Abstracts

Rationale: Homozygous loss-of-function variants in SCN1B, the gene encoding the voltage-gated sodium channel β1/β1B subunits, are linked to Dravet syndrome (DS), a severe developmental and epileptic encephalopathy. We previously showed that a homozygous mouse model with a recessive variant, SCN1B-c.265C >T, predicting SCN1B-p.R89C, recapitulates some key DS patient phenotypes including higher susceptibility to hyperthermia-induced seizures, spontaneous generalized seizures, and sudden unexpected death in epilepsy (SUDEP). We reported in a previous abstract that SCN1B p.R89C patient-derived induced pluripotent stem cell (iPSC) excitatory neurons fired spontaneous action potentials (APs) and evoked APs with a higher frequency compared to controls. Here, we further characterized the differences in neuronal excitability, membrane electrical properties and AP kinetics of iPSC-derived SCN1B p.R89C excitatory neurons generated from patients from different pedigrees and using different differentiation methods.

Methods: Dermal fibroblasts from individuals with monoallelic (het) or biallelic (homo) SCN1B- p.R89C variant were reprogrammed into induced iPSCs by episomal reprogramming, transfecting OCT3/4, SOX2, KLF-4, L-MYC, LIN-28 and shRNA against p53. Dual SMAD inhibition10 or induced expression of neurogenin11 were used to generate cortical-like excitatory neurons. Whole-cell patch-clamp recording techniques were used to compare electrophysiological properties of these patient iPSC neurons with iPSC neurons differentiated in parallel from two healthy controls.


Results: : In excitatory neurons from neurogenin-driven differentiation of iPSCs, whole cell voltage-clamp recordings showed changes in peak sodium currents, but not persistent currents, between homo-patient and control iPSC neurons. Whole cell current-clamp recordings demonstrated that homo-patient R89C iPSC neurons have significantly decreased capacitance, increased membrane input resistance, lower threshold potential for AP initiation, higher firing frequency of evoked APs and increased rate of spontaneous AP firing compared to controls. In addition, het-patient iPSC neurons had higher maximum AP rise and maximum AP decay rates and thus shorter AP half-amplitude durations compared to controls.
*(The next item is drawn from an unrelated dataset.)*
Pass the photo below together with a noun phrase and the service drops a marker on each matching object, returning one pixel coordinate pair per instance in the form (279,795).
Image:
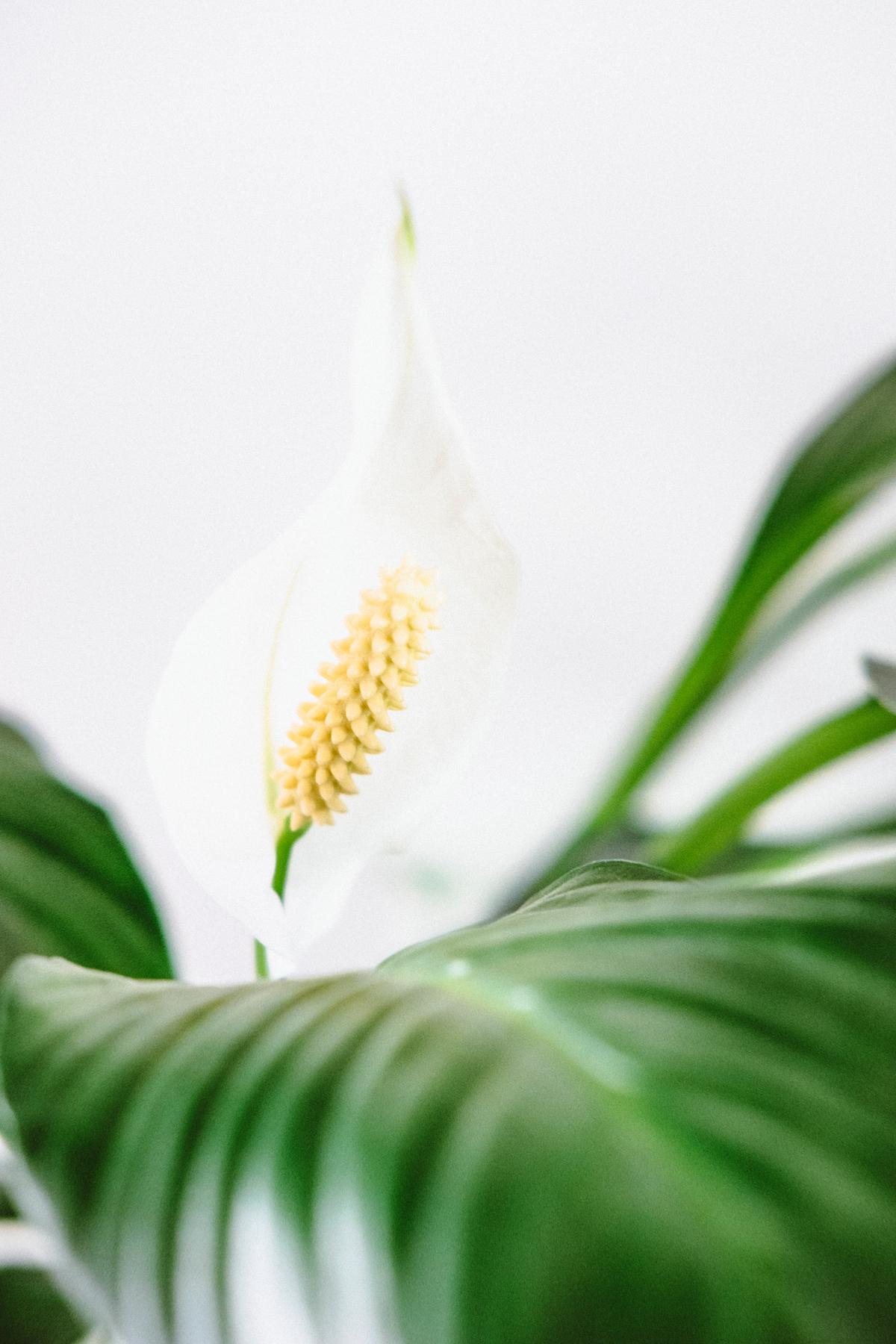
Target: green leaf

Consistently, homo-patient R89C neurons generated from dual SMAD inhibition of iPSCs showed similar changes in passive and active membrane electrical properties.


Conclusions: Taken together, these data suggest that alterations of neuronal membrane electrical properties due to the biallelic SCN1B-p.R89C variant lead to altered neuronal hyperexcitability and may contribute to pathogenic mechanisms in SCN1B-linked DS.


Funding: Supported by R37 NS076752 (LLI) and 1U54NS117170-01 (LLI and JMP).